On the trade front, MSFT is partially shielded from trade headwinds because its core business is supported by non-cyclical adoption tailwinds.
Specifically, Microsoft’s business is all about the cloud today. The company is capitalizing on the non-cyclical pivot from on-premise solutions to cloud solutions.
This pivot may slow somewhat as global economic conditions deteriorate and as enterprises pull back on IT spending and investment.
But the pivot won’t stop. Instead, enterprises will continue to shift to the cloud.The pace of the transition could even increase if the economy slows because cloud solutions provide significant cost savings relative to on-premise solutions.
As a result, Microsoft’s business won’t materially slow as a result of escalating trade headwinds. Instead, its business should remain largely steady and stable.
On the interest rate front, MSFT stock is partially shielded because its valuation isn’t that rich relative to other tech/growth stocks. MSFT stock trades at 25 times analysts’ average forward earnings estimate.
That’s rich. But it’s not that rich. Other big cloud stocks – like Adobe (NASDAQ:ADBE), Salesforce (NYSE:CRM), ServiceNow (NASDAQ:NOW), and Workday (NASDAQ:WDAY) – all trade at over 35 times analysts’ average forward earnings estimate.
Thus, if rates do creep higher, Microsoft stock won’t be pressured as much as other big-name tech stocks.
For these two reasons, MSFT stock is a relatively good buy in turbulent times.

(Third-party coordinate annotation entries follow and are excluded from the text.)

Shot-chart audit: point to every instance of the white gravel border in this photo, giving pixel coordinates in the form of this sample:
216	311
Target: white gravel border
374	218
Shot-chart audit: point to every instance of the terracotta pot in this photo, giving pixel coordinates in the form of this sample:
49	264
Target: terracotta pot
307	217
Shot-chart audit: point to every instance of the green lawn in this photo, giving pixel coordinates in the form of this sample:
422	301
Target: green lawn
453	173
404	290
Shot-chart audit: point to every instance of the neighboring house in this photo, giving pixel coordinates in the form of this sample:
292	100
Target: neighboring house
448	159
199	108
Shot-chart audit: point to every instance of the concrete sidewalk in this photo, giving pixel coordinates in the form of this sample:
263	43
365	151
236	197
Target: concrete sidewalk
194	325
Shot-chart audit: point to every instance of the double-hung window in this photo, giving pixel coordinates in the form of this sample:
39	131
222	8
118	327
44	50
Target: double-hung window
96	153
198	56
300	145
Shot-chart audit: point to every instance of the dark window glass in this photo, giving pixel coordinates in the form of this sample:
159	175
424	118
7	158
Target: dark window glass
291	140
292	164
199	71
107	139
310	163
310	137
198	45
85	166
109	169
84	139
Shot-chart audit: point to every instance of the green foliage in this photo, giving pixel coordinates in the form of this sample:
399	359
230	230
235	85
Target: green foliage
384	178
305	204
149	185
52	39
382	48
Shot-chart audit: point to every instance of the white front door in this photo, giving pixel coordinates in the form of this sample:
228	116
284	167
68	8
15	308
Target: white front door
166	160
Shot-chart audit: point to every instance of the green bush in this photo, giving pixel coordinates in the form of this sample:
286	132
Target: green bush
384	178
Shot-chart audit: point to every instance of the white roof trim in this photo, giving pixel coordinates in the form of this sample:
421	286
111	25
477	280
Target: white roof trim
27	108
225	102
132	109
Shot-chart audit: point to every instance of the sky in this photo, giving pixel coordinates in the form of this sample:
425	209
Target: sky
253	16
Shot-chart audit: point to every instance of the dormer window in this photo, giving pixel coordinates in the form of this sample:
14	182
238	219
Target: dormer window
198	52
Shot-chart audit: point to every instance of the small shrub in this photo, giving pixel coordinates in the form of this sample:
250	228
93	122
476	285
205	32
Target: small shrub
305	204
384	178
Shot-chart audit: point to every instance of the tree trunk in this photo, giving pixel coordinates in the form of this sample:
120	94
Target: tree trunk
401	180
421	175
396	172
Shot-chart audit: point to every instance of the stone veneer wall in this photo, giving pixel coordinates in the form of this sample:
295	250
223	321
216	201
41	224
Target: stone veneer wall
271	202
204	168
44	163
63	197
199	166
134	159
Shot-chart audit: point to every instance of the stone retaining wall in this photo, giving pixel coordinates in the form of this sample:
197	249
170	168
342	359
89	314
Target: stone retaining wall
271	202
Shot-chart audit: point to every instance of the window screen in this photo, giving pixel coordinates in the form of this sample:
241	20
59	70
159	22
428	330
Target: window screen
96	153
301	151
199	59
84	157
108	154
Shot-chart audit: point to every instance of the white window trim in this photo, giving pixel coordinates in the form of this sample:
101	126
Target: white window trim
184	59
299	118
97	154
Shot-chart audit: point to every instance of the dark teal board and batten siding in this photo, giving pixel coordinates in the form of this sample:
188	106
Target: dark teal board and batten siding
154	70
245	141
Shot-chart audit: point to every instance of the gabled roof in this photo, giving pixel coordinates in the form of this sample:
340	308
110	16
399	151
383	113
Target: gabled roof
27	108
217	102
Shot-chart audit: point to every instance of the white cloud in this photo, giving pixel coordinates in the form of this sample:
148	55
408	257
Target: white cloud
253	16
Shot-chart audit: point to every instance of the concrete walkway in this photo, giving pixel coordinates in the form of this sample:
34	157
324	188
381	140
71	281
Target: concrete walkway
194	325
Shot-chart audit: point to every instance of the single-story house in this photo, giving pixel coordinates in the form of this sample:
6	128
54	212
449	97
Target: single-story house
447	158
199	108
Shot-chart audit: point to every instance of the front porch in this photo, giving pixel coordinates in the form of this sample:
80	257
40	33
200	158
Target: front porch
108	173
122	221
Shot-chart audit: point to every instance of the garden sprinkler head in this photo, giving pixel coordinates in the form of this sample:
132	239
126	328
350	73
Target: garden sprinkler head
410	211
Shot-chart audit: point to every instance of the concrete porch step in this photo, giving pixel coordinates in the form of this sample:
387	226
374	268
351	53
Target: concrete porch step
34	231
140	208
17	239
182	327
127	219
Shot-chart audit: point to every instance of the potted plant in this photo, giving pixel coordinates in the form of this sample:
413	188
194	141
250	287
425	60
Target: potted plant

Indeed, this scenario is already playing out. MSFT stock is presently only 5% off its recent highs. By contrast, every FANG stock is in correction territory. This relative outperformance of MSFT stock will persist.
The Long-Term Outlook of MSFT Stock Remains Compelling
The long-term bull thesis on Microsoft stock remains compelling, even amid recent market headwinds.
As stated earlier, Microsoft’s core cloud businesses are supported by non-cyclical cloud adoption tailwinds. These tailwinds may slow somewhat in the face of global economic uncertainty. Or they may accelerate, as enterprises look to cut costs as times get tough. But these tailwinds won’t die. Only 20% of enterprise workloads are in the cloud today. Over time, that number will rise towards 100%. Thus, MSFT can easily sustain double-digit-percentage revenue growth for the next several years.
MSFT’s gross margins will continue to rise as its cloud businesses, particularly Azure, grow. Double-digit-percentage revenue growth should also be enough to increase its profitability. Share buybacks will also be in play.
That combination should produce roughly 15% EPS growth. Reasonably speaking, then, Microsoft’s EPS could reach $12 by fiscal 2026. Based on a forward PE multiple of 20, which is average for growth stocks, that equates to a fiscal 2025 price target of $240. Discounted back by 10% per year, we arrive at a fiscal 2020 price target of roughly $150.
Thus,MSFT stock can rise meaningfully both over the next 12 months and the next five years.
The Bottom Line on MSFT Stock
Things are getting choppy in the stock market right now, and as they do get choppy, tech and growth stocks will get hit extra hard because they have ample exposure to trade and interest-rate headwinds.
But, relative to that tech and growth group, Microsoft stock will outperform in turbulent times because it has less-than-average exposure to the aforementioned headwinds. As a result, for investors looking to stick with growth but also seeking some stability amid the recent volatility, MSFT stock looks like a good choice.
As of this writing, Luke Lango was long MSFT and ADBE.